Cougar got clobbered.

"The comparisons never really bothered me," says Cougar. "All that stuff they wrote about me – they missed the real truth." He laughs. "The truth is, I always wanted to be Ronnie Van Zandt!"

The reference to the late leader of blue-collar rockers Lynyrd Skynyrd is made only half in jest. Cougar is not being facetious when he describes himself as "a working stiff who happened to luck out. How can I take all this stuff seriously anyway? I love it, going onstage and watching people reach out to touch me. It's great, and I'd be a real chump if I didn't say I enjoy it.
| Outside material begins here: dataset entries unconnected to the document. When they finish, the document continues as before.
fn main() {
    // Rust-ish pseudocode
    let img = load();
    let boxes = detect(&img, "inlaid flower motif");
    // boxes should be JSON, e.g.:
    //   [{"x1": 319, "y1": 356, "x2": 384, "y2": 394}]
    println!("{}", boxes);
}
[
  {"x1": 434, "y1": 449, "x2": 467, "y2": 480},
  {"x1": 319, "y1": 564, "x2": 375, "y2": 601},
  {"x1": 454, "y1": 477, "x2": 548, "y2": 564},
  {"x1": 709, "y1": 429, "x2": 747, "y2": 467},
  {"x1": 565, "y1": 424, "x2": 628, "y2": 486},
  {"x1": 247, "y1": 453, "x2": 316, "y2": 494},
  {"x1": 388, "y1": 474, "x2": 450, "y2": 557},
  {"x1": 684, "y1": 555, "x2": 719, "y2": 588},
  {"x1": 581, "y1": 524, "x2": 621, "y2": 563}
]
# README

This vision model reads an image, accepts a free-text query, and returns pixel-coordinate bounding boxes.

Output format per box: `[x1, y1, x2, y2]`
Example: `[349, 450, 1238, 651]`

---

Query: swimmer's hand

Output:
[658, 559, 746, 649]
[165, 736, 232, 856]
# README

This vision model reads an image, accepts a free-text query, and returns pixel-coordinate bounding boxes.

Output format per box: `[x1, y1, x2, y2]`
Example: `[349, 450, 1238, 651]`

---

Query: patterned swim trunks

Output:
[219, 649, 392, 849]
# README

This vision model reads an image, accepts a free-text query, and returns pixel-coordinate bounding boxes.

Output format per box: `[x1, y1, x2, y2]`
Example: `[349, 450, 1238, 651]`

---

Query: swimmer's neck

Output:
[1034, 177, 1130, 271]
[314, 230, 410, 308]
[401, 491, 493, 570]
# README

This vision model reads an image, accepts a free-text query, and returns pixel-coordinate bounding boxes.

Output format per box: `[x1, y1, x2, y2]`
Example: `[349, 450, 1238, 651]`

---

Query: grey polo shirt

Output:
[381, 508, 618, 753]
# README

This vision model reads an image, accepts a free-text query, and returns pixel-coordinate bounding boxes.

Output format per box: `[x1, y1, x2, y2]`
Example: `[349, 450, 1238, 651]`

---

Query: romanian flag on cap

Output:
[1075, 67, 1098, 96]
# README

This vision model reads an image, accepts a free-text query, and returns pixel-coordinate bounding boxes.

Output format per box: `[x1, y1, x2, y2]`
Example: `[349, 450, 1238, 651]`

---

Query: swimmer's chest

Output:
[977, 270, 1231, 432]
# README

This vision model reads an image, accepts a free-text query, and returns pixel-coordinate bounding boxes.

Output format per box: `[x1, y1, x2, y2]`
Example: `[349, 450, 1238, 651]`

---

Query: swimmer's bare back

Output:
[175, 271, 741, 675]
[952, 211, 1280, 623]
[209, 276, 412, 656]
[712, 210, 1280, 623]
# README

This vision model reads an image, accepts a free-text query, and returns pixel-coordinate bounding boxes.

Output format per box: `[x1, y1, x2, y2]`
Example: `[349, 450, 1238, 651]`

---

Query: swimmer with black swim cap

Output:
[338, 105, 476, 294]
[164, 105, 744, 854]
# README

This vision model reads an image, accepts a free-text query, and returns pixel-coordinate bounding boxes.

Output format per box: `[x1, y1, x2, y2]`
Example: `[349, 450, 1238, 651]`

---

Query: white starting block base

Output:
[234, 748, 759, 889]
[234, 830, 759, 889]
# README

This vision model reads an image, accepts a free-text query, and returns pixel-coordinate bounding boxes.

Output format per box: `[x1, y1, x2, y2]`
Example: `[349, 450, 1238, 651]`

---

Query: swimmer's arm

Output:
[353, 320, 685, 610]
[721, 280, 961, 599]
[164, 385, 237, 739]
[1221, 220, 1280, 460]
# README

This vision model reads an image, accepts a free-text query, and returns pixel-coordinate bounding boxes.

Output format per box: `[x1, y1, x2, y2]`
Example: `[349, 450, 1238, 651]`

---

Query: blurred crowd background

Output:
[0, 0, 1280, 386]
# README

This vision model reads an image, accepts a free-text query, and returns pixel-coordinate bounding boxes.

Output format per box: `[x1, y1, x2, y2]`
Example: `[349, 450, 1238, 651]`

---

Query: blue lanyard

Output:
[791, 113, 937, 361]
But I know none of this is going to change the world."

Cougar's metier, best exemplified by such songs as ‘The Great Midwest’, ‘To M.G.’ and his current single ‘Jack & Diane’, is the ins and outs of growing up in Seymour, Ind. (pop. 13,352). Hence the comparisons to Asbury Park's laureate and all the Spoon River ballyhoo. Jack, Angelina, M.G. and Mister Ruby's Girl drive their Chevys to the levee, to the car wash, dig Sam Cooke on the radio, munch trench fries, dream about the world across the state line. Like teen-agers anywhere, they fight boredom the best they can, as in these lyrics from ‘Jack & Diane’:

"Hold on to 16 as long as you can

Change is coming real soon

Make us women and men

Oh yeah, life goes on

Long after the thrill of living is gone."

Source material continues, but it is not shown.